Consumers interested in a used Hyundai Tucson will find that little has changed since its introduction for the 2005 model year. In the small SUV's debut year, Hyundai called the top-line model the LX rather than Limited. For '07, a more legible radio faceplate was introduced, while '08 saw the addition of active head restraints, satellite radio and an auxiliary audio jack. It's important to note that Tucsons produced prior to the 2009 model year weren't quite as fuel efficient; engineering refinements were made that year to improve fuel economy by about 5 percent. The navigation system and Kenwood audio system upgrade wasn't available on Tucsons previous to that year either.
Elongated flush-mounted headlamps not only add a strong sense of style but also feature projector beam lenses for improved night-time driving safety.

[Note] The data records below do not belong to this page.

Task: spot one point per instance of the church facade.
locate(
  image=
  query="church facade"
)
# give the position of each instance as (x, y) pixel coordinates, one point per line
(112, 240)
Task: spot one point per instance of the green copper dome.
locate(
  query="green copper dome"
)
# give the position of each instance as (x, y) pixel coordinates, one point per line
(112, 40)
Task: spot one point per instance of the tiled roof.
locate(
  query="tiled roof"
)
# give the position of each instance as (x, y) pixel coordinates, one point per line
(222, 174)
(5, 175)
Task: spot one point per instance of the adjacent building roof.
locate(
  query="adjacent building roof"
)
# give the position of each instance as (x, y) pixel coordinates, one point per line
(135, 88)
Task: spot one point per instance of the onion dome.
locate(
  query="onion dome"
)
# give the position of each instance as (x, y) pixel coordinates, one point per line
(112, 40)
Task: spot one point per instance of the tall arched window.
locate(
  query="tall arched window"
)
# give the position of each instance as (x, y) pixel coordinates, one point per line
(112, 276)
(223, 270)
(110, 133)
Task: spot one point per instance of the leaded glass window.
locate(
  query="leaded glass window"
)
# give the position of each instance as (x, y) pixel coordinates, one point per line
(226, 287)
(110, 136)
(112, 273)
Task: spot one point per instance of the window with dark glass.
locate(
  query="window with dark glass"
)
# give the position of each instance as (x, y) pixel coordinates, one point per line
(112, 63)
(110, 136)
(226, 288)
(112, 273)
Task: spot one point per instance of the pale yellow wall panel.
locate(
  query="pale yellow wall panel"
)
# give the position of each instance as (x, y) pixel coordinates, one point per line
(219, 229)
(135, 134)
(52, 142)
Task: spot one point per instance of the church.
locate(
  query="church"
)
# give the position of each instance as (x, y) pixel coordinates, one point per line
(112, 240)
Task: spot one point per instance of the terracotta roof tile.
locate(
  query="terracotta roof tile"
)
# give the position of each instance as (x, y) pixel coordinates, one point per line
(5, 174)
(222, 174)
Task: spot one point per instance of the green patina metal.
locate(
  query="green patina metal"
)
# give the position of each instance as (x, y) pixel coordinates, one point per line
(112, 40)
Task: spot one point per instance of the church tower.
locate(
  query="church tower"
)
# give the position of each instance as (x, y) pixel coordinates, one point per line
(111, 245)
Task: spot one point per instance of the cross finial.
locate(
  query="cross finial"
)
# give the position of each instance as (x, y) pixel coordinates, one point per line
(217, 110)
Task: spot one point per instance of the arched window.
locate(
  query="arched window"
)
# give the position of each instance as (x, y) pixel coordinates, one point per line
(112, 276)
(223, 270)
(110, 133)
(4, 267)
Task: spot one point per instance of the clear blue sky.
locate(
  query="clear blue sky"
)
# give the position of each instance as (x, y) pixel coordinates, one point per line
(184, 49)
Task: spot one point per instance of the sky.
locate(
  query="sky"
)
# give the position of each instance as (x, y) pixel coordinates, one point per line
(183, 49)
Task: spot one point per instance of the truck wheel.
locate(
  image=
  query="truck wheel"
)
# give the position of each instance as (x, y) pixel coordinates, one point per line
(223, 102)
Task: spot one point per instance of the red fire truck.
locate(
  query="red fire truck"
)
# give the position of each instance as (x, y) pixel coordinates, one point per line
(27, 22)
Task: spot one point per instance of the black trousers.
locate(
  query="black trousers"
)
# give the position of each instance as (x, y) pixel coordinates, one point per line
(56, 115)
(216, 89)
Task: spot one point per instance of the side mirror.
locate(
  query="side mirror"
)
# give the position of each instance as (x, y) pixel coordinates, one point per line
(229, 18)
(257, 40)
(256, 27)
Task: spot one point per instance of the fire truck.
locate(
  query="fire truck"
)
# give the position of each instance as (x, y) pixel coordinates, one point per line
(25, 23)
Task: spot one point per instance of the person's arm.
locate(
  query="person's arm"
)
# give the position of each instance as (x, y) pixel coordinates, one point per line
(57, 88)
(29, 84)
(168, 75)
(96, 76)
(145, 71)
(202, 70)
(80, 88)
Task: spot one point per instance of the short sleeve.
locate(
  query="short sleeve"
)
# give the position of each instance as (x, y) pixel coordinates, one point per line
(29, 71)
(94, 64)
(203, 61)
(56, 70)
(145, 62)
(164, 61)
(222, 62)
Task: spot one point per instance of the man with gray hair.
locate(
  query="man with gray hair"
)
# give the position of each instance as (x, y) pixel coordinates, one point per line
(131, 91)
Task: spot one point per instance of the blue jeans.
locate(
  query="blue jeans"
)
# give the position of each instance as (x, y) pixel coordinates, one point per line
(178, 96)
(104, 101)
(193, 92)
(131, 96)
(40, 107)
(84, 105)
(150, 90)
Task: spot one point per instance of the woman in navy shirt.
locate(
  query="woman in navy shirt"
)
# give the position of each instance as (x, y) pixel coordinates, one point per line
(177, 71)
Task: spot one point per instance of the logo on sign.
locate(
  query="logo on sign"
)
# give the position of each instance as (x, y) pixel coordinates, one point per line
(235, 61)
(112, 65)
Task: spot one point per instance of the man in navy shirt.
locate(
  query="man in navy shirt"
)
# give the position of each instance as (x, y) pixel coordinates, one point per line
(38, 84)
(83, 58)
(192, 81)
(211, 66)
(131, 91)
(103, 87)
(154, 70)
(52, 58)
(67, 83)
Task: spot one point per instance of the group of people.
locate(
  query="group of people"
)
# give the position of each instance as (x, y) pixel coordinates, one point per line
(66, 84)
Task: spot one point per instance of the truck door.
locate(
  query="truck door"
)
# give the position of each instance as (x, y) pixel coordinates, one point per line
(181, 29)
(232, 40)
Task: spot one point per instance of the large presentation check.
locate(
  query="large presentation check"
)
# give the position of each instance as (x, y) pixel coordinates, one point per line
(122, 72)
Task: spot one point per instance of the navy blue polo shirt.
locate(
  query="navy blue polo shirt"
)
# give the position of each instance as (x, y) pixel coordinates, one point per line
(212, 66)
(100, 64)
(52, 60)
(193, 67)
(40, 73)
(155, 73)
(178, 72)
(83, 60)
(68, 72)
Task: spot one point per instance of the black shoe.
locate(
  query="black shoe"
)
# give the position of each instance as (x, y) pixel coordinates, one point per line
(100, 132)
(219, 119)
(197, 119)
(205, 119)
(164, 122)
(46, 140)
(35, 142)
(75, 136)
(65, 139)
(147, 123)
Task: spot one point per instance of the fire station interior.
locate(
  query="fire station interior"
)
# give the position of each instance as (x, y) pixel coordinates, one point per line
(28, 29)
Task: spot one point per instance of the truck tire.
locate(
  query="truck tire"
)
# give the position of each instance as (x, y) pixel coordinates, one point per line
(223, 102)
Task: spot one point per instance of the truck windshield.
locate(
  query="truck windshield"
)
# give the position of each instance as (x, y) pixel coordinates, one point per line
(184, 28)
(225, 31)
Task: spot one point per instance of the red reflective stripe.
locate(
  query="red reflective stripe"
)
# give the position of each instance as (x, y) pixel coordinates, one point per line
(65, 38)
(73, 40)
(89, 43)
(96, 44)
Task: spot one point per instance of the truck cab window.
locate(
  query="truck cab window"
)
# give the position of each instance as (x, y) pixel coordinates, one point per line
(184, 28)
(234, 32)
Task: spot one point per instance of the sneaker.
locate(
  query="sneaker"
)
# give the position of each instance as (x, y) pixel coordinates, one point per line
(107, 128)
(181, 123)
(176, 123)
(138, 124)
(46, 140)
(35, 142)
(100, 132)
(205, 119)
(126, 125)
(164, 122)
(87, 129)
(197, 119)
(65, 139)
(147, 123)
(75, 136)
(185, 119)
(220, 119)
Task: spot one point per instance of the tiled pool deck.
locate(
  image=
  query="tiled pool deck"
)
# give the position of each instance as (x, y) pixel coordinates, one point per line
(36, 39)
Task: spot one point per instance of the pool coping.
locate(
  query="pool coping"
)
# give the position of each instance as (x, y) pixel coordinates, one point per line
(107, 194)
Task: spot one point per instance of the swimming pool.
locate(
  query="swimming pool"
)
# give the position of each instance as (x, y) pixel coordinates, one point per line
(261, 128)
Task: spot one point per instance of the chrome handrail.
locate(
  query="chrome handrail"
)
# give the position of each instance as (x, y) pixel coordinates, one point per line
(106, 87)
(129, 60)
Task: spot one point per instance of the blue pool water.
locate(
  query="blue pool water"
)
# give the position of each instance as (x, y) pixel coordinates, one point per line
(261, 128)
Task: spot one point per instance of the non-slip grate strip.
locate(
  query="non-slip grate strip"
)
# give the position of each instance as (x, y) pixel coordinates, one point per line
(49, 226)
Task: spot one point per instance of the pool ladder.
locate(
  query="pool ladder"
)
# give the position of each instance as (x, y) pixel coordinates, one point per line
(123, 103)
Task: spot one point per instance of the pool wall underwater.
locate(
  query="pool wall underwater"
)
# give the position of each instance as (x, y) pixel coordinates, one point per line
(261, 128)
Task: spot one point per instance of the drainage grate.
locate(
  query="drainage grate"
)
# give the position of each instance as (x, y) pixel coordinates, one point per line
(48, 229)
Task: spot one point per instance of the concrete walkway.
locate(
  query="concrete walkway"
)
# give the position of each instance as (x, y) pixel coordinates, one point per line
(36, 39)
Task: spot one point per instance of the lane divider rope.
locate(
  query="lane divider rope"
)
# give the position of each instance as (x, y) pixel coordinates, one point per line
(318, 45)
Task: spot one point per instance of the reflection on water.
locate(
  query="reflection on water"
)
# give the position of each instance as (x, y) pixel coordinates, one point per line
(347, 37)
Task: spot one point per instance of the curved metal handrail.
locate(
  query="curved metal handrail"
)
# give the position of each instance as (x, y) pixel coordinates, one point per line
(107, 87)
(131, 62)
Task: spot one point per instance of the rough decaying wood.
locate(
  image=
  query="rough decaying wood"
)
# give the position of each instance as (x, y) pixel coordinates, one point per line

Side mirror housings have been modified to reduce wind noise and also feature an integrated repeater lamp for improved visibility on the Limited trim. A total of six airbags are positioned in the Hyundai Tucson's interior. Dual advanced frontal airbags are complemented by front seat-mounted side-impact airbags and roof-mounted side-curtain airbags with new rollover sensors that cover both the front and rear seat rows. The combination of side and curtain airbags, which help protect the head and body during side impacts, can reduce fatalities by more than 45 percent, according to the IIHS.